Yargıtay kararları ışığında kira uyarlama davasında ihtiyati tedbir uygulaması
Bugün uygulamada pek de bilinmeyen, kira uyarlama davası devam ederken hem kiracı hem kiralayanın doğru uygulandığında uzun süren dava süreçlerinde tarafların mağduriyetini bir nebze azaltacak bir hukuki yolu sizinle paylaşmak adına bu yazıyı kaleme aldım.

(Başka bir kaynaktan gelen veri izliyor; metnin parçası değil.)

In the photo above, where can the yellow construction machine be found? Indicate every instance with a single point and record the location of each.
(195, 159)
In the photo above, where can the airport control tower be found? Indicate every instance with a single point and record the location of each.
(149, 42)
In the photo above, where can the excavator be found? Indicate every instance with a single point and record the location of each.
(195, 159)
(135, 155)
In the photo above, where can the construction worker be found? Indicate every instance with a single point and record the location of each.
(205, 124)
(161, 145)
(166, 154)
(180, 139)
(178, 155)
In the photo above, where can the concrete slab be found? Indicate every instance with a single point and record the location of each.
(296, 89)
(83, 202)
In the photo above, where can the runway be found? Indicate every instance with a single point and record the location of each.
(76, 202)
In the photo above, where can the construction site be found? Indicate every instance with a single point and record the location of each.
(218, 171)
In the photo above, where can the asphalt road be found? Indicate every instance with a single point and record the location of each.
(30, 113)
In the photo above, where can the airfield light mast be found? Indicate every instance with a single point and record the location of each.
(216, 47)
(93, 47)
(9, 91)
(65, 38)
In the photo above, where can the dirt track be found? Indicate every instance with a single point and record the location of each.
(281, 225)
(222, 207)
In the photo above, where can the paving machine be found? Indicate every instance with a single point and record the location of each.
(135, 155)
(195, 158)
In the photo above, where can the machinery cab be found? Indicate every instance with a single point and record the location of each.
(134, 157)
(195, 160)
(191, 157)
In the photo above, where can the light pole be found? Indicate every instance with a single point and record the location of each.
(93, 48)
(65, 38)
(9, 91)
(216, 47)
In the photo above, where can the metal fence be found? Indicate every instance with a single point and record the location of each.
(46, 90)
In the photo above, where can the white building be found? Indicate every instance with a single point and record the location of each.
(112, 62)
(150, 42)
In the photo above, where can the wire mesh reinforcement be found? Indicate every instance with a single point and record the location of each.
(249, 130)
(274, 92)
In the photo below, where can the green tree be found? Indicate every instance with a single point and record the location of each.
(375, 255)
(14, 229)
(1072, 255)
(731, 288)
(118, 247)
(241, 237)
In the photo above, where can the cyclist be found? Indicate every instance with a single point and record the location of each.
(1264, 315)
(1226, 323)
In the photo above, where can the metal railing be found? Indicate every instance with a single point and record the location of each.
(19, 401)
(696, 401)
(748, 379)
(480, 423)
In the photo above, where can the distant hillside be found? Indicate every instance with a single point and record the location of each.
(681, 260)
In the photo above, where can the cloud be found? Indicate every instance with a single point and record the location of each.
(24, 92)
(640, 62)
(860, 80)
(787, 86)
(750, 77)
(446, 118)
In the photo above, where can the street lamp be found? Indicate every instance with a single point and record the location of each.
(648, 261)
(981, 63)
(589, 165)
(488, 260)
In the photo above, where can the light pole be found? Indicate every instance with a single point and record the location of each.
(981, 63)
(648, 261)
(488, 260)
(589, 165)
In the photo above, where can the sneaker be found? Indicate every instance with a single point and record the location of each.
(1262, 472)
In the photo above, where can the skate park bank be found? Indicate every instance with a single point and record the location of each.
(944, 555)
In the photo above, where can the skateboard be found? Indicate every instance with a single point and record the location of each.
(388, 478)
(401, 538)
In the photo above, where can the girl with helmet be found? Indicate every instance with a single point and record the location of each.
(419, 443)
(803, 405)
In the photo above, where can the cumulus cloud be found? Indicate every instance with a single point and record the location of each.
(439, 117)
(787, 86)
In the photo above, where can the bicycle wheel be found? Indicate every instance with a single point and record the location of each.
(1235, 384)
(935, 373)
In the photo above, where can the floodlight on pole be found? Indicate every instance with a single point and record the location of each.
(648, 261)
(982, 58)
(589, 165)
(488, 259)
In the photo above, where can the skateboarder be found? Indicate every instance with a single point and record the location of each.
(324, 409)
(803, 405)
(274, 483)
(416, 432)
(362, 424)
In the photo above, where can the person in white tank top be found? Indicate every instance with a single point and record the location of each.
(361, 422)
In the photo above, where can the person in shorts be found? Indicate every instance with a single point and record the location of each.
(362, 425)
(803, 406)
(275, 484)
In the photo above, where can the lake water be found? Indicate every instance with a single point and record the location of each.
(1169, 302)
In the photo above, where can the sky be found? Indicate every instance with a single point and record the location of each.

Uzun yıllardır ülkemizde yaşanan ekonomik dalgalanmalar, özellikle büyük şehirlerde kira bedellerinde fahiş artışlara neden olmuştur. Bu durum, hem kiracılar hem de kiraya verenler açısından mevcut sözleşme şartlarının adalet ve hakkaniyet ilkeleriyle çelişmesine yol açmaktadır. Kira sözleşmelerinin, olağanüstü ekonomik koşullar karşısında sabit kira bedelleri ile devam etmesi, birçok kiracı için taşınmazdan yararlanma hakkının fiilen ortadan kalkmasına neden olurken; kiraya verenler açısından ise mevcut ekonomik kriz ve öngörülemeyen nedenler ile rayiç bedelin altında kalan ve sözleşme nedeniyle yükseltilemeyen kira bedelleri bu noktada kira uyarlama davalarını gündeme getirmektedir. Bu yazının amacı, kira uyarlama davaları görülürken kira bedelinin ne şekilde ödenmesi gerektiğini, ihtiyati tedbirin hangi koşullarda uygulanabileceğini Yargıtay Kararları ışığında açıklamaktır.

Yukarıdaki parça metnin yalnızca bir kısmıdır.